Poetry gives climate change a name and a form to allow us to assimilate the crisis, to recognize its contours.

By Pramod K Nayar

It often happens that disasters, real and imagined, often appear as long works of prose. Dystopian fiction has always thrived on it with images of post-apocalyptic earth, surviving humans, and strange weather. Octavia Butler, JG Ballard, Maggie Gee, Margaret Atwood, Stephen Baxter… the list of novels by literary and popular writers is very long. But what of other genres seeking to communicate the same sense of planetary precariousness? Can a very minimalist language, as in poetry, capture the sublimity of planetary destruction?

We know that the English Romantics spent a lot of time – and words – describing nature, mostly idealizing it. The tradition of such poetry, noted critics like Jonathan Bate and Lawrence Buell, goes back to the early modern period in many cultures. But climate change itself slipped into reality and poetry much later, and so on the 20e and 21st poet of the century has learned to deal with this crisis.

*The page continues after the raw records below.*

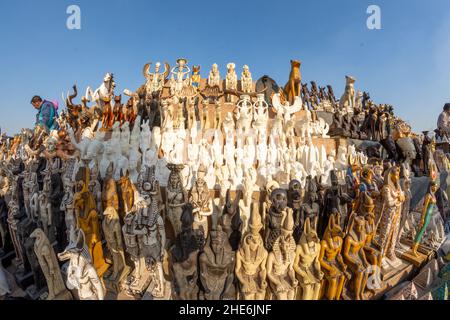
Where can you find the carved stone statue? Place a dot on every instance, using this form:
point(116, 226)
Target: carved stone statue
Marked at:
point(176, 197)
point(354, 255)
point(113, 236)
point(251, 260)
point(184, 257)
point(331, 259)
point(307, 265)
point(280, 263)
point(49, 264)
point(388, 228)
point(217, 264)
point(81, 275)
point(200, 198)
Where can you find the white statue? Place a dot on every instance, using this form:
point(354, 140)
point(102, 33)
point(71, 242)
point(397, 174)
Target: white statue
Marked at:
point(246, 80)
point(214, 76)
point(81, 274)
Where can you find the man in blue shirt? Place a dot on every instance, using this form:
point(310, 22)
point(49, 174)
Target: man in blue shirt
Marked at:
point(47, 114)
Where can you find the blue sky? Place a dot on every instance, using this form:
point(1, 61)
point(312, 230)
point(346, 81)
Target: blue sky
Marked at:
point(406, 64)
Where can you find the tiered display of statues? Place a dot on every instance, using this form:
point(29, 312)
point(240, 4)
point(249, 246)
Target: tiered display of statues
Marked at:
point(218, 189)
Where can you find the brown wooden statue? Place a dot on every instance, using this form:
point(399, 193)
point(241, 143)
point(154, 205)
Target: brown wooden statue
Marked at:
point(331, 259)
point(293, 86)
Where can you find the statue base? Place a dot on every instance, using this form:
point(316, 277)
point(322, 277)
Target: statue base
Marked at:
point(417, 260)
point(34, 294)
point(7, 258)
point(167, 292)
point(138, 287)
point(115, 285)
point(24, 280)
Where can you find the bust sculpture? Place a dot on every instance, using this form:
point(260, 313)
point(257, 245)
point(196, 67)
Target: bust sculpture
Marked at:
point(251, 260)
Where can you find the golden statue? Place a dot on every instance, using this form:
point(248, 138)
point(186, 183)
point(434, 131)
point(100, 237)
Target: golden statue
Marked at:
point(307, 265)
point(331, 261)
point(354, 255)
point(87, 219)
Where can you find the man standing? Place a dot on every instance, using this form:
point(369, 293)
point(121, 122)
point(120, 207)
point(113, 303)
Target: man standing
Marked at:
point(46, 117)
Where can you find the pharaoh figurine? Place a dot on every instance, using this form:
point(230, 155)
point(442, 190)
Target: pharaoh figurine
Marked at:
point(81, 274)
point(280, 263)
point(276, 216)
point(49, 265)
point(310, 208)
point(181, 71)
point(214, 76)
point(246, 80)
point(230, 220)
point(231, 81)
point(354, 255)
point(217, 264)
point(200, 198)
point(307, 265)
point(373, 256)
point(88, 221)
point(331, 260)
point(155, 81)
point(427, 213)
point(176, 198)
point(184, 258)
point(388, 228)
point(113, 236)
point(251, 260)
point(134, 160)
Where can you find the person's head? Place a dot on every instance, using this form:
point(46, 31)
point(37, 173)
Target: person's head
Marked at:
point(36, 101)
point(447, 107)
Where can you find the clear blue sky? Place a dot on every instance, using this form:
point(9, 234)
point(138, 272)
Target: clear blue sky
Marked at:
point(406, 64)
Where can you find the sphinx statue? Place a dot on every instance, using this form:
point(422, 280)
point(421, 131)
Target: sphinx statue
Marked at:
point(251, 260)
point(217, 264)
point(307, 266)
point(280, 263)
point(49, 265)
point(81, 274)
point(331, 260)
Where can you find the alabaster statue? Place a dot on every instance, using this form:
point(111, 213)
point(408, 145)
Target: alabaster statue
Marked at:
point(176, 197)
point(251, 260)
point(427, 212)
point(50, 267)
point(200, 198)
point(277, 214)
point(307, 266)
point(354, 255)
point(231, 81)
point(331, 260)
point(81, 274)
point(217, 264)
point(280, 263)
point(393, 198)
point(184, 258)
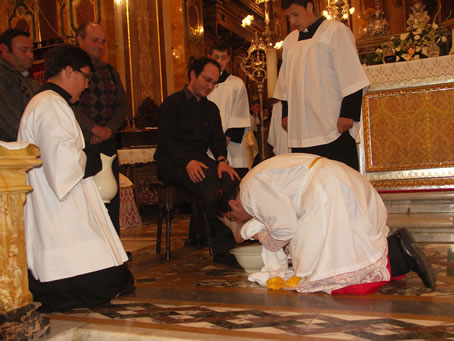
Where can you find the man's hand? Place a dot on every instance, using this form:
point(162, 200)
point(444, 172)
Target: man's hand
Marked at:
point(195, 170)
point(223, 167)
point(95, 140)
point(101, 133)
point(284, 123)
point(343, 124)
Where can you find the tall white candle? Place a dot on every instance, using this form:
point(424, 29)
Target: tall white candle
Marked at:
point(271, 70)
point(452, 42)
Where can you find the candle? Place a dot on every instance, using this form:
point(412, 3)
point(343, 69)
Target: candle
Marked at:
point(271, 70)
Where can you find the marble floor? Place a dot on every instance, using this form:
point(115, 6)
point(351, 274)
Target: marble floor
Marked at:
point(191, 298)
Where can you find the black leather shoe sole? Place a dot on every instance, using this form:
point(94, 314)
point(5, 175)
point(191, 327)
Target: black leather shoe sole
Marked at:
point(415, 258)
point(226, 259)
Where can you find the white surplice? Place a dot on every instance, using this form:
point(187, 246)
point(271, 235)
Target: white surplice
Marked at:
point(333, 218)
point(67, 228)
point(231, 98)
point(315, 75)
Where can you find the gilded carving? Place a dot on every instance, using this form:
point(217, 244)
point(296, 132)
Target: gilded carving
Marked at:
point(13, 281)
point(24, 16)
point(410, 128)
point(14, 291)
point(413, 183)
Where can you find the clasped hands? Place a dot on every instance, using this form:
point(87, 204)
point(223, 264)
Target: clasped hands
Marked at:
point(100, 134)
point(196, 171)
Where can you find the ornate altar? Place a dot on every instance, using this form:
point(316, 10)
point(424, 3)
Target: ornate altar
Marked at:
point(19, 319)
point(408, 125)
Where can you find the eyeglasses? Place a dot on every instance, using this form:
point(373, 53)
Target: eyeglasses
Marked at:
point(86, 75)
point(209, 80)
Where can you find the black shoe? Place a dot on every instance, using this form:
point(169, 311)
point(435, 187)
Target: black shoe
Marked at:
point(226, 259)
point(415, 258)
point(193, 243)
point(128, 290)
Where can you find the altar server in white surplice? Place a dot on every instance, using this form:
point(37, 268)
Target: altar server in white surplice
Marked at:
point(231, 97)
point(74, 255)
point(327, 218)
point(323, 83)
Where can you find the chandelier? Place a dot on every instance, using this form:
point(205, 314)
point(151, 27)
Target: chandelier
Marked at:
point(260, 64)
point(338, 10)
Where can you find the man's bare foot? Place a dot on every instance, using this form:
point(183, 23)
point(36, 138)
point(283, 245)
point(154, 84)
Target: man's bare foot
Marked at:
point(236, 230)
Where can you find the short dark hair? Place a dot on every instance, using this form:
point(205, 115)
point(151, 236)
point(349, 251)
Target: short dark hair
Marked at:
point(8, 35)
point(64, 55)
point(219, 45)
point(287, 3)
point(225, 193)
point(198, 64)
point(81, 31)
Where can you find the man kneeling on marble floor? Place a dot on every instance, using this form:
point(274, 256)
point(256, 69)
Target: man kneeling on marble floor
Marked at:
point(326, 219)
point(74, 256)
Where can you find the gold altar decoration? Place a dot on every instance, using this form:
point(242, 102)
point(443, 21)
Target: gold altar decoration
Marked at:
point(338, 10)
point(409, 137)
point(20, 320)
point(13, 189)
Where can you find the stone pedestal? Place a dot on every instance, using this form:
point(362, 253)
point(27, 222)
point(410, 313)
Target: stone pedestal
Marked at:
point(19, 319)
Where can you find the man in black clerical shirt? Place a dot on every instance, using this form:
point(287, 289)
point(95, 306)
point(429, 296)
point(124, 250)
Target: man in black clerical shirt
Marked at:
point(189, 125)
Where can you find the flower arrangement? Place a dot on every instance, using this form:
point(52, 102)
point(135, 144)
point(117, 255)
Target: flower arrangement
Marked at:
point(423, 39)
point(411, 45)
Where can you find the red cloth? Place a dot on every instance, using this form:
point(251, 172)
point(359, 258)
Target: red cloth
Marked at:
point(365, 288)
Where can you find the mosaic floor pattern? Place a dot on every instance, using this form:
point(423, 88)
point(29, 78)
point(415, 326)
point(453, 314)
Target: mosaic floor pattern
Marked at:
point(192, 294)
point(249, 322)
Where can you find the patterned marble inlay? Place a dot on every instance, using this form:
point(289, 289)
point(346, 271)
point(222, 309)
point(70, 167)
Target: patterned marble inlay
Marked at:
point(282, 322)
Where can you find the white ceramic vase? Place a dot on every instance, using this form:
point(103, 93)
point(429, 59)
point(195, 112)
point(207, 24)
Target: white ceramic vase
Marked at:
point(105, 180)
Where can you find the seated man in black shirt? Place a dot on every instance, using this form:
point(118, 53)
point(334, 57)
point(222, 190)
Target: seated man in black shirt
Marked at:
point(188, 125)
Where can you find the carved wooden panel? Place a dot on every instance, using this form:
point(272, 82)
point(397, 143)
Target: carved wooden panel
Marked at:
point(409, 136)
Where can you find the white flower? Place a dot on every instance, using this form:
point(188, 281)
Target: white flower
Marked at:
point(404, 36)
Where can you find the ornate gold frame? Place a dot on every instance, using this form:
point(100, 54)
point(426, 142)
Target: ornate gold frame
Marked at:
point(408, 138)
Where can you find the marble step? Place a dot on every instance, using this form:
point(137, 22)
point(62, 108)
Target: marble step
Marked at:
point(425, 202)
point(425, 227)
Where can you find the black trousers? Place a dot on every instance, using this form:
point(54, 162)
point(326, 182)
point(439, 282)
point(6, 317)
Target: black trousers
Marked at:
point(83, 291)
point(109, 148)
point(343, 149)
point(221, 237)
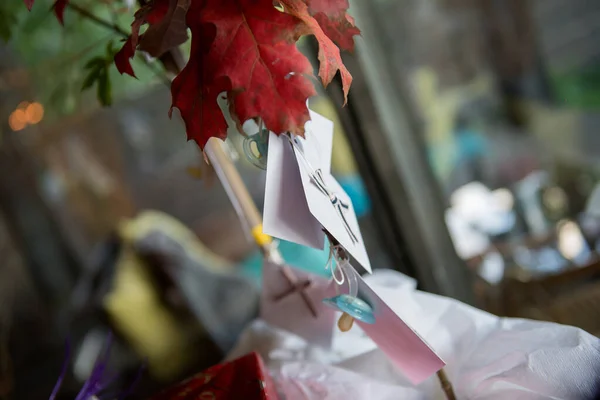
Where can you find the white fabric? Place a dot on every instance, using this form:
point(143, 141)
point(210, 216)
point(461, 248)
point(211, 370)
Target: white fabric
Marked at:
point(487, 357)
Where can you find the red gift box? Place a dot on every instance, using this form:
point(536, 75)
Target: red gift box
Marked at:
point(243, 379)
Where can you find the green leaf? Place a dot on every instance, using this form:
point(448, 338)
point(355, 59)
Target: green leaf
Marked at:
point(110, 51)
point(104, 88)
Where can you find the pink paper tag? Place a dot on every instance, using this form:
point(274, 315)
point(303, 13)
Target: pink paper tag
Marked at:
point(283, 306)
point(403, 346)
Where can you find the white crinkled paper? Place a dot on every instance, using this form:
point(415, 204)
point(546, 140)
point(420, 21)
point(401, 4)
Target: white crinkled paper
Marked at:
point(487, 357)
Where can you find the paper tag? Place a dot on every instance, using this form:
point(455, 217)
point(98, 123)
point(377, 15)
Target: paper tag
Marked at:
point(312, 154)
point(285, 214)
point(401, 344)
point(282, 304)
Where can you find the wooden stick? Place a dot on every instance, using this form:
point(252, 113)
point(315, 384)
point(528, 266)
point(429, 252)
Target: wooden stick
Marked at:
point(239, 195)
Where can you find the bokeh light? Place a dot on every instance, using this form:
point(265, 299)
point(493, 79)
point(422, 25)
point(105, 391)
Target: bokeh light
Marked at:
point(34, 113)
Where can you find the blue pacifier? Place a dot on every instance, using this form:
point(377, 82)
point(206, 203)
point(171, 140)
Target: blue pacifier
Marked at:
point(353, 306)
point(349, 304)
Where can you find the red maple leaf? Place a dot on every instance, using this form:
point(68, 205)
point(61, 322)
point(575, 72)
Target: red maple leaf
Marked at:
point(246, 49)
point(255, 48)
point(330, 60)
point(193, 91)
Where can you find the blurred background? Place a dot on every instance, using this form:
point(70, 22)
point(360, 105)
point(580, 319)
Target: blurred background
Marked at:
point(469, 147)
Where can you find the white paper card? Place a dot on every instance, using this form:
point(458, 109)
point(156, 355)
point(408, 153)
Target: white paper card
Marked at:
point(286, 215)
point(312, 154)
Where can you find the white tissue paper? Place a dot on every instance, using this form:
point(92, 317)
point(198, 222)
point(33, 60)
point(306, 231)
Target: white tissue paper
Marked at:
point(487, 357)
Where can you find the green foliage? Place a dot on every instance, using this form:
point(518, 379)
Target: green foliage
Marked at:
point(58, 58)
point(578, 89)
point(99, 73)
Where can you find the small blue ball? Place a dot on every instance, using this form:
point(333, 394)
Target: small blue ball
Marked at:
point(353, 306)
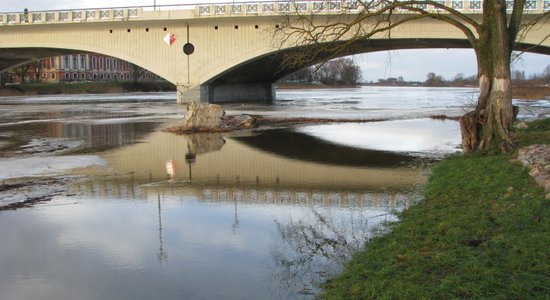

Poetry and uncertain cultures

In Matthew Hollis’ poem, “Causeway”, he describes the sea as “unwatched but hunting”, although he does not specify what it hunts. In the next line, Hollis writes: “our license file, unlikely to be renewed”. As the sea prepares to chase us away, we begin to recognize that we are short-term residents on land, our permit to linger is time-stamped, and we probably won’t get an extension.

The feeling that something is approaching pervades Alice Oswald’s “Vertigo”. The poem is ostensibly about rain, but Oswald gives it strong symbolic value:

When something not yet nothing changes my mind like me
And starts to fall
In the wee hours

every drop is a quick decision
A suicide from the tower of paradise

When the poem ends, the feeling of foreboding is amplified:

I feel them in my bones these dead straight lines
Getting closer and closer to my heart

In Seamus Heaney’s “Höfn,” locals watching melting glaciers ask:

What shall we do, they ask, when the milt of the rocks
Come wallow through the flats of the delta

And the kilometer-deep long-haired ice is making its way?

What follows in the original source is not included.